Now I will calculate the max index for a diagonal product calculation and also declare that a constant. And define the variable that gets updated with the largest product.

let maxIndex = gridOfGrids[0].count - 4
var largestProduct = 0

Now this is more exciting. Swift gives you a very handy enumerate function for looping through an array. The enumerate function returns a tuple including both index and the actual value. Yes, you can use tuples in Swift.

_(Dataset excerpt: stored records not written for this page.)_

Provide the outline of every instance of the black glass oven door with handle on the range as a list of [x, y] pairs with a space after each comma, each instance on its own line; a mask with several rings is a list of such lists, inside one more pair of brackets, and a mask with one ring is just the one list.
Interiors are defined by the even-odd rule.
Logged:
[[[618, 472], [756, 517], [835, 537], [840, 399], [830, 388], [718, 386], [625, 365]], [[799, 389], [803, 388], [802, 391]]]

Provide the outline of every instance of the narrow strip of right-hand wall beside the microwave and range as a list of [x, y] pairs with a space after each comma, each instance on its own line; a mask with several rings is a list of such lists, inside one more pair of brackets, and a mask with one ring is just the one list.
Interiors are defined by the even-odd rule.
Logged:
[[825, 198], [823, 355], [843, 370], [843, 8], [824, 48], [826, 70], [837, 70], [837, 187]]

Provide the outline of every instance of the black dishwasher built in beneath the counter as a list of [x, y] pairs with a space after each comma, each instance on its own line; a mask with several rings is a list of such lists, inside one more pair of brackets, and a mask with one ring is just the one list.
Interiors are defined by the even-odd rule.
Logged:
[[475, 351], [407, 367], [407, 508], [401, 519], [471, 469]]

I won’t talk more in detail about the actual product checks in the loops as they are quite generic to any programming language.

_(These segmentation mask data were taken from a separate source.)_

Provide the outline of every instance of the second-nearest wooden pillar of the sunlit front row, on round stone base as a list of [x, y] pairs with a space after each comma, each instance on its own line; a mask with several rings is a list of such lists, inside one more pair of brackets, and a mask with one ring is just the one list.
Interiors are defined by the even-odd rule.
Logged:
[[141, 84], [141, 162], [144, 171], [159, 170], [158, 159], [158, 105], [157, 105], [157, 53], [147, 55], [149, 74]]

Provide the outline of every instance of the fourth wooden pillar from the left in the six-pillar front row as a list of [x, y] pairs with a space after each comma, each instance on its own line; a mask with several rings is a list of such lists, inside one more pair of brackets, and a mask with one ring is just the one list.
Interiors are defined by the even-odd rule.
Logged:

for (rowIndex, row) in enumerate(gridOfGrids)
{
    for (columnIndex, number) in enumerate(row)
    {
        // Horizontal check
        if (columnIndex >= 3)
        {
            var product = row[columnIndex-3] *
                          row[columnIndex-2] *
                          row[columnIndex-1] *
                          number
            if largestProduct < product
            {
                largestProduct = product
            }
        }
        // Vertical check
        if (rowIndex >= 3)
        {
            var product = (gridOfGrids[rowIndex-3])[columnIndex] *
                          (gridOfGrids[rowIndex-2])[columnIndex] *
                          (gridOfGrids[rowIndex-1])[columnIndex] *
                           number
            if largestProduct < product
            {
                largestProduct = product
            }
        }
        // Diagonal up-left -> bottom-right
        if (rowIndex >= 3 && columnIndex >= 3)
        {
            var product = (gridOfGrids[rowIndex-3])[columnIndex-3] *
                          (gridOfGrids[rowIndex-2])[columnIndex-2] *
                          (gridOfGrids[rowIndex-1])[columnIndex-1] *
                           number
            if largestProduct < product
            {
                largestProduct = product
            }
        }
        // Diagonal bottom-left -> up-right
        if (rowIndex >= 3 && columnIndex <= maxIndex)
        {
            var product = (gridOfGrids[rowIndex-1])[columnIndex+1] *
                          (gridOfGrids[rowIndex-2])[columnIndex+2] *
                          (gridOfGrids[rowIndex-3])[columnIndex+3] *
                           number
            if largestProduct < product
            {
                largestProduct = product
            }
        }
    }
}

And finally just a simple printout to find out what was actually calculated in all of this. Println apparently is somehow a context-aware function that prints to the appropriate output. In Xcode it printed to the debug output.

println("Largest Product: " + String(largestProduct))

Great, that wasn’t too difficult! Overall the syntax feels more or less at home for somebody coming mainly from a C++ background.